A team of engineers at the University of Virginia reviewed data from nearly 23,000 crashes and concluded there are some big problems with car safety systems. Women and people over 65 are at extra risk.
Based on crash data from accidents that occurred over 17 years, the Center for Applied Biomechanics at UVA saw areas of dramatic improvement in protecting drivers and passengers.
“We did see significant improvements – especially in lower extremity injuries.”
And lead scientist Jason Forman found a decrease in skull fractures, injuries to the spine and abdomen. The ribs and sternum, however, are still at great risk of fracture, especially in those over the age of 65.
“Older people tend to become fairly fragile in their chest, and they aren’t able to bear the load applied by the shoulder belt nearly as well.”

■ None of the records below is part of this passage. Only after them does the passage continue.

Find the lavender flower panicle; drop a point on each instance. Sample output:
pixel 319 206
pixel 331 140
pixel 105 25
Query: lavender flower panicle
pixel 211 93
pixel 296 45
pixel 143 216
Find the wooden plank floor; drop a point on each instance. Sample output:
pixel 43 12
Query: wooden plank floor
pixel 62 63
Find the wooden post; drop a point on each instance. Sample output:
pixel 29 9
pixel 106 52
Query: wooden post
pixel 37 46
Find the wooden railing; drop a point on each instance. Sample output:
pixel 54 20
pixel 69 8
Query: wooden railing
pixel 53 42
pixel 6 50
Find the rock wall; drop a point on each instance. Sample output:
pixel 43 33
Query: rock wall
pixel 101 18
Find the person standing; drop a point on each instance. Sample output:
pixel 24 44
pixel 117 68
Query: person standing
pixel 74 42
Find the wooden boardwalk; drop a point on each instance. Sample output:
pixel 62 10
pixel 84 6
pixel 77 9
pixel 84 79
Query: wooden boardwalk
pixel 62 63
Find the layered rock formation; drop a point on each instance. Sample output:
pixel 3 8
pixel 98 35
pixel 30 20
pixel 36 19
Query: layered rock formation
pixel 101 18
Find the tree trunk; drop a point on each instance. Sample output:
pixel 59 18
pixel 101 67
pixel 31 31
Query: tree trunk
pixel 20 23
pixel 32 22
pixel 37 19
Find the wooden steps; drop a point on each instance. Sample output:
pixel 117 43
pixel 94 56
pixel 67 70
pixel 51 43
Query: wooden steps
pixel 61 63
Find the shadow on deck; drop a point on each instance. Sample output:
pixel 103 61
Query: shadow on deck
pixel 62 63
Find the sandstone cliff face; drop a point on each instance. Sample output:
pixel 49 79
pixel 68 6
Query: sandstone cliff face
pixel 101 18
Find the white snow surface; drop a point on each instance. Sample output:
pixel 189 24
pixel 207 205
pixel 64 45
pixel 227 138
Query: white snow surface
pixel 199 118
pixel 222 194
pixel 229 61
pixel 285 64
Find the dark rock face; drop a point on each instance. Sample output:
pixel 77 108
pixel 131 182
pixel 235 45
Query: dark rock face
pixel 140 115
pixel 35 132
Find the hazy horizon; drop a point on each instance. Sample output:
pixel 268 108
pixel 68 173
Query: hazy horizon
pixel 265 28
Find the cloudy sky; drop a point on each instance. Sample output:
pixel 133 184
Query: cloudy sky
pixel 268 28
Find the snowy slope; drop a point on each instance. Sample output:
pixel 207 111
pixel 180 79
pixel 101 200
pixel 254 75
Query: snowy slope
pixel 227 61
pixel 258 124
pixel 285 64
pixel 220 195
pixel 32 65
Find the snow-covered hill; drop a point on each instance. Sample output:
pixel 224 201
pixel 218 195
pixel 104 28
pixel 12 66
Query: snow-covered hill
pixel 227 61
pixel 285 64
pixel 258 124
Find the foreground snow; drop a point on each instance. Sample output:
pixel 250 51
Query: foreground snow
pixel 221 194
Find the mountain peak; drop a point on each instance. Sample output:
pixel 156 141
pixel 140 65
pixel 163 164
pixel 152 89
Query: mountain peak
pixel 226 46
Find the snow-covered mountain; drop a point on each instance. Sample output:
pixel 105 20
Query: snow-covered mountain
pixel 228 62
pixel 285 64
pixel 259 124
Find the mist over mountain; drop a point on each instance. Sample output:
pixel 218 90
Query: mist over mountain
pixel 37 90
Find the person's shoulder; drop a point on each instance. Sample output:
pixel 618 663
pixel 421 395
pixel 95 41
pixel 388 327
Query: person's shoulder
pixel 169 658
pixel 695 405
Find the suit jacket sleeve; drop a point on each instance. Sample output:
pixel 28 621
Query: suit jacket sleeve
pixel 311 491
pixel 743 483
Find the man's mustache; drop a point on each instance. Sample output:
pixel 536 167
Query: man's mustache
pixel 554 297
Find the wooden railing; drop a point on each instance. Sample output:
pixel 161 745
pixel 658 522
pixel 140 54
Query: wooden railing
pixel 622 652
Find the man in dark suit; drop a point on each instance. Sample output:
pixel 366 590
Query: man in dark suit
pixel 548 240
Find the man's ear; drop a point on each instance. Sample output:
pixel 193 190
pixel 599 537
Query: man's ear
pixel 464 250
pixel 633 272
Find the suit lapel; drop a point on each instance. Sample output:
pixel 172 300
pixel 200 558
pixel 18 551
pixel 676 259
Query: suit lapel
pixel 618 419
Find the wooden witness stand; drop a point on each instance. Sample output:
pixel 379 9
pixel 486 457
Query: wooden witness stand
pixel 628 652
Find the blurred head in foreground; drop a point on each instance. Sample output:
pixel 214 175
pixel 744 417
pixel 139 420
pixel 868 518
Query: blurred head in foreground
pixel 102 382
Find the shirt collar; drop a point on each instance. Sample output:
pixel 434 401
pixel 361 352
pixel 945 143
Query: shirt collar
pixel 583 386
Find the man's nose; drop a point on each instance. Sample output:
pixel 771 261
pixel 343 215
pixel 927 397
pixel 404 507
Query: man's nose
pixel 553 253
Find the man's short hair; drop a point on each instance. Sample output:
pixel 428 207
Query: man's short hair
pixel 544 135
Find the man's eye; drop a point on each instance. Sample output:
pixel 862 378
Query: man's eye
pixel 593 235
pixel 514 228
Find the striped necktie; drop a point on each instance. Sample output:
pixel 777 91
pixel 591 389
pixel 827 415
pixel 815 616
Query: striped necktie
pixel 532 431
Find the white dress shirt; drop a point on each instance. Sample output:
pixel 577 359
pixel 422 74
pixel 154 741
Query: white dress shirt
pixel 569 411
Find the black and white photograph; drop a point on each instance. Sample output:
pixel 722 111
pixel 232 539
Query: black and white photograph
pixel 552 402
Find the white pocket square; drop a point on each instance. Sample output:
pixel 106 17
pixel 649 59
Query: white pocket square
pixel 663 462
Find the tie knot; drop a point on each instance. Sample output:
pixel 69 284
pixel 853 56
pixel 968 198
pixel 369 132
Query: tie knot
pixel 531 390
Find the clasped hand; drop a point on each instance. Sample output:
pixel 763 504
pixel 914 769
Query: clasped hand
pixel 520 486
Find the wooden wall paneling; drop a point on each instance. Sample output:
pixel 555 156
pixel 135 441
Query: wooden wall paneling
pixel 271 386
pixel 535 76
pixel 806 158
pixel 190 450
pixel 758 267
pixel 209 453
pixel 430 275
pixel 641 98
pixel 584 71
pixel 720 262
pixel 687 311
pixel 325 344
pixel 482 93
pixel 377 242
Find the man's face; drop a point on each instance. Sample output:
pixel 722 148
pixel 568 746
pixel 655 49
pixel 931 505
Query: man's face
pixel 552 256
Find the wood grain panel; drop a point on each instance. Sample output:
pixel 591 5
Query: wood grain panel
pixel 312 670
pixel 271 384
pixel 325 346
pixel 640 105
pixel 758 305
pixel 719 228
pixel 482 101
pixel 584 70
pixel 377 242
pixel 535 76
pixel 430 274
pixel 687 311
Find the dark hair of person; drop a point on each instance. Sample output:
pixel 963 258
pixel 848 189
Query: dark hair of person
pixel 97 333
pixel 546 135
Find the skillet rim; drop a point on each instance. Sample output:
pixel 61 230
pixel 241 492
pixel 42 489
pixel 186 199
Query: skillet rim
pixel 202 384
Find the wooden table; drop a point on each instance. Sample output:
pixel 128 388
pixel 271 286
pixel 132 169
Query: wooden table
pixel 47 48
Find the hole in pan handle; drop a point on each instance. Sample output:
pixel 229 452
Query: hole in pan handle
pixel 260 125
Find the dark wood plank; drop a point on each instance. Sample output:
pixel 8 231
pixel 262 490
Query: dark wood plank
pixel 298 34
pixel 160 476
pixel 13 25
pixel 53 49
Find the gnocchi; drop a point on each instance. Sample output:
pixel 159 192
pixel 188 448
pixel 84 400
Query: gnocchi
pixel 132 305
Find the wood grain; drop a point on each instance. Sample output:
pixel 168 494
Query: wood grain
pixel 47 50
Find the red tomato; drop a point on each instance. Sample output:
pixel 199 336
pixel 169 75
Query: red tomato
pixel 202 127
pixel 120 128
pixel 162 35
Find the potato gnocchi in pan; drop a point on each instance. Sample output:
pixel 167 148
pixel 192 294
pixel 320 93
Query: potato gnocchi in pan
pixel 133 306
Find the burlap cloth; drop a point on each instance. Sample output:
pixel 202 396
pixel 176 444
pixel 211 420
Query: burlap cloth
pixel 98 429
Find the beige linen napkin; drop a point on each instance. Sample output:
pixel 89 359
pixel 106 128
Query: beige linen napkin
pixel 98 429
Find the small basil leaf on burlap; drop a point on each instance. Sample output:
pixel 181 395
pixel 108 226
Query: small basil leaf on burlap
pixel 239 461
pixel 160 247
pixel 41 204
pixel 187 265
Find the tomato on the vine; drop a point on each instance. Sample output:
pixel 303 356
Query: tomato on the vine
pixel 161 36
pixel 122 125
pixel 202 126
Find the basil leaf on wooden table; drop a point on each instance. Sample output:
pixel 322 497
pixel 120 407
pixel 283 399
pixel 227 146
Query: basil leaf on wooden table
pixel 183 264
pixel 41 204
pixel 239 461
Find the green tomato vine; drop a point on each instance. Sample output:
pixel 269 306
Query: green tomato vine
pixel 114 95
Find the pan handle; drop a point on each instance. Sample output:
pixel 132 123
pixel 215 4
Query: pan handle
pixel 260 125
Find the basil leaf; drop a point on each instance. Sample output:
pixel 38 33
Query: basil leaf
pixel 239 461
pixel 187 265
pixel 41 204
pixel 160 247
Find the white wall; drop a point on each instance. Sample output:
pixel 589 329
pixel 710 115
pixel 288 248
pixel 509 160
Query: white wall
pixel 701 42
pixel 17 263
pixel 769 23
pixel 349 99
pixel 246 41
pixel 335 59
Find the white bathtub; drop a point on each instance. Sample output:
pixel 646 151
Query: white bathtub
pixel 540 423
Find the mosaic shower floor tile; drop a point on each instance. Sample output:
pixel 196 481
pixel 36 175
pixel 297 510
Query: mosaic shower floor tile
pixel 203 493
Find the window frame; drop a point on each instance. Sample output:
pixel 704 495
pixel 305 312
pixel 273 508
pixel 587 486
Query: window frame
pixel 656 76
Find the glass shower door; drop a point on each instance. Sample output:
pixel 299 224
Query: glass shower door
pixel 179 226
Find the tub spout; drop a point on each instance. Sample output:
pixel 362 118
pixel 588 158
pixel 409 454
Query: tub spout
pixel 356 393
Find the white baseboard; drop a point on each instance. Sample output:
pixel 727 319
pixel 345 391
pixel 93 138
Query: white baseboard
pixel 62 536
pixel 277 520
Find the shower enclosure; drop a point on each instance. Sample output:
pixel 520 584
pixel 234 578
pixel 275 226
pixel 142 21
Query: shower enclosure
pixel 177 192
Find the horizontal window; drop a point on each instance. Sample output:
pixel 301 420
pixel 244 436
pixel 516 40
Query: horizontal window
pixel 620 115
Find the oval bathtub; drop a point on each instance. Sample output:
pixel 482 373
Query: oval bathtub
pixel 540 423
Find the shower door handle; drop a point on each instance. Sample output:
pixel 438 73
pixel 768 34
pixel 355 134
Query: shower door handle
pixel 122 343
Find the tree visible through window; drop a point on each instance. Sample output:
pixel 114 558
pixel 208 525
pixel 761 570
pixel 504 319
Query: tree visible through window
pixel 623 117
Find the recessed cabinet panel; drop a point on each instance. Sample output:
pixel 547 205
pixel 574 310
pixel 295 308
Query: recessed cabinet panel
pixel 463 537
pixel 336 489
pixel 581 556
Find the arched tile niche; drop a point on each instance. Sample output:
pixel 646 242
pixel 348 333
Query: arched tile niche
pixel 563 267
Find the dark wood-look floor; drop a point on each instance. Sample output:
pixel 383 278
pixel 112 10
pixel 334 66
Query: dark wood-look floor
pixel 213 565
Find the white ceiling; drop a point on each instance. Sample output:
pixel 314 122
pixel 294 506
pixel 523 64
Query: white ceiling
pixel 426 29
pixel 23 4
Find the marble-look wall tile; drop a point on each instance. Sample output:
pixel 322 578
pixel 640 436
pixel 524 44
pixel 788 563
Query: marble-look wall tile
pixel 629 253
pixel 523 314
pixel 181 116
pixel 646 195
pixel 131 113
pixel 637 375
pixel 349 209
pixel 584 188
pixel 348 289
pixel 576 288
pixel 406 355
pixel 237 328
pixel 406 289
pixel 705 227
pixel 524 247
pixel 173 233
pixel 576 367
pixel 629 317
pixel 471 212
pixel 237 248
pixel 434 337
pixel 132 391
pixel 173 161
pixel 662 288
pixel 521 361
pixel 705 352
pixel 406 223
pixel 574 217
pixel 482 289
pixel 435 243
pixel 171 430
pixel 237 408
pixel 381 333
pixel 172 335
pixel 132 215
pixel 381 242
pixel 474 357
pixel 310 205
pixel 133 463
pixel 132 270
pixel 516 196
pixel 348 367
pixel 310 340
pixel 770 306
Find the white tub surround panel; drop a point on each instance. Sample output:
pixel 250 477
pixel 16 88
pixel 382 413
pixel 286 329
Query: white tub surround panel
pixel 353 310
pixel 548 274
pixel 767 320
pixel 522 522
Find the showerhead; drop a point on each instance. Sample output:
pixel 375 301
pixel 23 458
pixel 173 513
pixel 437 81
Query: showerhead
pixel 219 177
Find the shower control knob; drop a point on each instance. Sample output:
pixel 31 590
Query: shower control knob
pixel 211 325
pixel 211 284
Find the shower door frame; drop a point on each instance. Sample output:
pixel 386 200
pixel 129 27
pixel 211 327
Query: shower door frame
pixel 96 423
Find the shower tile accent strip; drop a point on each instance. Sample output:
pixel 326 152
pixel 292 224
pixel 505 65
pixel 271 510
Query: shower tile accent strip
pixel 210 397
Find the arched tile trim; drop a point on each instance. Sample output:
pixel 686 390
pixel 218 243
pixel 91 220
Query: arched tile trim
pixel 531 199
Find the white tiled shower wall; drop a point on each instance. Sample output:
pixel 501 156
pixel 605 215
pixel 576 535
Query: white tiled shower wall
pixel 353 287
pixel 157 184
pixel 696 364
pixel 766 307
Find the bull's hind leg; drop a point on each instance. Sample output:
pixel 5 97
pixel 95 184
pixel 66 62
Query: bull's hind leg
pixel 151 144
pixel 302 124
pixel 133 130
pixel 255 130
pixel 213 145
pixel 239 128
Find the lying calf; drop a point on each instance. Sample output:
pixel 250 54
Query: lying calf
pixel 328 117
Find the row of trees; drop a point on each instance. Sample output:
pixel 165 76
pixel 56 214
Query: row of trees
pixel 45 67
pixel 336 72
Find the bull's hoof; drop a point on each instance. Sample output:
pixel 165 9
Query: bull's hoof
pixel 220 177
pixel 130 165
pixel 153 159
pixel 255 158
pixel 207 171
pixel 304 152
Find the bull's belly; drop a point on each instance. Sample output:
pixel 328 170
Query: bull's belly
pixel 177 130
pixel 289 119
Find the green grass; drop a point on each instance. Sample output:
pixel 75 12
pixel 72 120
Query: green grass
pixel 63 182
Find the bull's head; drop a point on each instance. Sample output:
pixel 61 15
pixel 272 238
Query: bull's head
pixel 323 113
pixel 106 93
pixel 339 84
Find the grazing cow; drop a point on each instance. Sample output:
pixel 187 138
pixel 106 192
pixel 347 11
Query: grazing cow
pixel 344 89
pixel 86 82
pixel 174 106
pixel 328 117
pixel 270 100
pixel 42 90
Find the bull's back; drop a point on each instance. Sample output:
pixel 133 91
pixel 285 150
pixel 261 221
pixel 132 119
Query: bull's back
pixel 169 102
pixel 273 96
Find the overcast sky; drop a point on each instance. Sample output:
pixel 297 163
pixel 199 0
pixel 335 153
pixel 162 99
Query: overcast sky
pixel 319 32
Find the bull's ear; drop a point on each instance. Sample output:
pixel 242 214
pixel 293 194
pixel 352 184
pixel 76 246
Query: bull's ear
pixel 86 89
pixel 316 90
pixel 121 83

And there’s a big gap between men’s and women’s risk of injury.
“After controlling for things like the severity of the collision, the stature of the occupant, the body mass index and the vehicle model year, females still carried 73% greater odds of sustaining a serious or fatal injury.”
The problem, he says, is studies have focused on men, and even now we don’t know why women’s bodies should be more vulnerable.
“The federal government does have a program in place right now to develop the next generation of female crash test dummy.”
New computer models could also help design better protection for men and women of all body sizes, but Forman says it will take time and resources to make those improvements.
***Editor's Note: The University of Virginia is a financial supporter of Radio IQ.